- Full name: Yesenia Saskia Ferrera Nuñez
- Born: 16 October 1998 (age 27) Santiago de Cuba
- Height: 1.55 m (5 ft 1 in)

Gymnastics career
- Discipline: Women's artistic gymnastics
- Country represented: Cuba; (2014–2015; 2017–2019);
- Medal record
Women's artistic gymnastics
Representing Cuba
Pan American Games
| Silver medal – second place | 2019 Lima | Vault |
Pan American Championships
| Silver medal – second place | 2014 Mississauga | Vault |
| Bronze medal – third place | 2014 Mississauga | Floor exercise |
Central American and Caribbean Games
| Gold medal – first place | 2014 Veracruz | Floor exercise |
| Gold medal – first place | 2014 Veracruz | Vault |
| Silver medal – second place | 2014 Veracruz | Team |
| Bronze medal – third place | 2014 Veracruz | All-around |
| Bronze medal – third place | 2014 Veracruz | Balance beam |
FIG World Cup
| Event | 1st | 2nd | 3rd |
| Apparatus World Cup | 0 | 0 | 1 |

= Yesenia Ferrera =

Cuban artistic gymnast

Yesenia Saskia Ferrera Nuñez (born 16 October 1998) is a Cuban artistic gymnast. She won silver medals on the vault at the 2019 Pan American Games and at the 2014 Pan American Championships. She won five medals at the 2014 Central American and Caribbean Games, including the vault and floor exercise titles.

== Gymnastics career ==
Ferrera won the all-around title at the 2014 Pan American Sports Festival. Additionally, she won gold medals on the vault, uneven bars, and floor exercise, and she also won a bronze medal on the balance beam. She then competed at the 2014 Pan American Championships in Mississauga, Ontario, Canada. She finished fourth in the all-around, and she claimed a silver medal in the vault final and a bronze medal in the floor exercise final. Later that year, she traveled to Veracruz for the Central American and Caribbean Games, where she led the Cuban team to finish second to Mexico. She also won the all-around bronze medal, behind Jessica López and Elsa García. She clinched the vault and floor exercise titles and also won a bronze medal on the balance beam.

Ferrera injured her knee while performing a Rudi vault at the 2015 Anadia World Challenge Cup and placed seventh in the vault final. In the lead up to the 2015 Pan American Games, she was removed from the national team due to "disciplinary reasons". She was brought back onto the national team in 2017.

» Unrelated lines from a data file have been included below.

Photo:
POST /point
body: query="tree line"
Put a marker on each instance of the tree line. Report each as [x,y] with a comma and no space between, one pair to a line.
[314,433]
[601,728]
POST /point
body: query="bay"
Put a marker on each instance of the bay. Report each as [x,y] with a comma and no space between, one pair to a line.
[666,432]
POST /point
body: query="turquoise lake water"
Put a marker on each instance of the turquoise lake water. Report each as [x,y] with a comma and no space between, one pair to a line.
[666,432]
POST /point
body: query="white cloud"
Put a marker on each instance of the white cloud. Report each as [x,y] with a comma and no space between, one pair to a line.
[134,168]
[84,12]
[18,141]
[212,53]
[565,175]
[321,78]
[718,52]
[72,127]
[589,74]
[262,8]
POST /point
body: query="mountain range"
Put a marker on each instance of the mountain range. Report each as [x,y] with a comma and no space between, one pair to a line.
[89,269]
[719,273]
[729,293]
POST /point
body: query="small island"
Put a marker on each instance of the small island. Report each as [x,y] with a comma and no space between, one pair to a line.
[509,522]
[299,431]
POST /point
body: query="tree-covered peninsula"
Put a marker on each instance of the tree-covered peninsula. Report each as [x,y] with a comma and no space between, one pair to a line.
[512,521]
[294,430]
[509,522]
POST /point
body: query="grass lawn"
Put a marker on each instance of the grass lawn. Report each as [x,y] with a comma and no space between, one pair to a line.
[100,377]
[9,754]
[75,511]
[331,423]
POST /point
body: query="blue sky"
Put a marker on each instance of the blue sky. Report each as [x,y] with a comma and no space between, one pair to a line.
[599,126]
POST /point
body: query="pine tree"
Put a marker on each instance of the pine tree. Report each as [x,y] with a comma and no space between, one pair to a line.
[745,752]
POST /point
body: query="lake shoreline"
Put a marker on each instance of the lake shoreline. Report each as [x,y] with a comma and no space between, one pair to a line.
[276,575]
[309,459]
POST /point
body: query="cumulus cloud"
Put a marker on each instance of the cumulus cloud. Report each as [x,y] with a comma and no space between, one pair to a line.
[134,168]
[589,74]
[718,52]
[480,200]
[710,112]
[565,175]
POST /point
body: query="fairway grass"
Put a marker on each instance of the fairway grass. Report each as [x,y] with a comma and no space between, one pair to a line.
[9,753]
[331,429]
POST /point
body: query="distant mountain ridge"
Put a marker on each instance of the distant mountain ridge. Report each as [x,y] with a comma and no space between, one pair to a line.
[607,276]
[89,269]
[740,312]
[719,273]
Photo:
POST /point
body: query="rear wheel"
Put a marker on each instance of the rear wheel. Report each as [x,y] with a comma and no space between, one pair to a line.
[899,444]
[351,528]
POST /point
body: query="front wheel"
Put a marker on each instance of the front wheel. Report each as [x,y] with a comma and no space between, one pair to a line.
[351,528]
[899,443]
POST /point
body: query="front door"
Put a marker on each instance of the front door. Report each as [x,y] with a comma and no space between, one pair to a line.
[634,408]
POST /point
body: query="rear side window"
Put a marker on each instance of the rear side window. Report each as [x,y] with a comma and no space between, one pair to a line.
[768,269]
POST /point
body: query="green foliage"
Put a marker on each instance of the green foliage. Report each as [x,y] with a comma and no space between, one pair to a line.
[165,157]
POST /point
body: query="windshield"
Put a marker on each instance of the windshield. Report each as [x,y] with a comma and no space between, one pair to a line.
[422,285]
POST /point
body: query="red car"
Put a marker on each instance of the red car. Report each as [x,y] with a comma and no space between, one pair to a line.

Ferrera returned to elite competition in 2017 at the Central American Sports Festival in Guatemala City, Guatemala. She won the all-around competition, as well as the vault and floor exercise titles. She also won a bronze medal on the uneven bars and a silver medal with the Cuban team. She competed at the 2017 World Championships on the balance beam and the floor exercise but did not advance into either apparatus final. At the 2017 Mexican Open, she finished second to Cătălina Ponor in the three-event all-around.

Ferrera represented Cuba at the 2019 Pan American Games where the team finished sixth. She advanced into the individual all-around final, where she finished 12th. Then in the vault final, she won the silver medal, behind Canada's Ellie Black. She then won a bronze medal on the vault at the 2019 Cottbus World Cup.

Ferrera retired from competition after the 2019 Cottbus World Cup due to financial difficulties and the Cuban Gymnastics Federation being unable to send her to qualifying events for the 2020 Summer Olympics. She began working as a circus artist in Germany. In 2025, she announced her intention to return to international elite competition.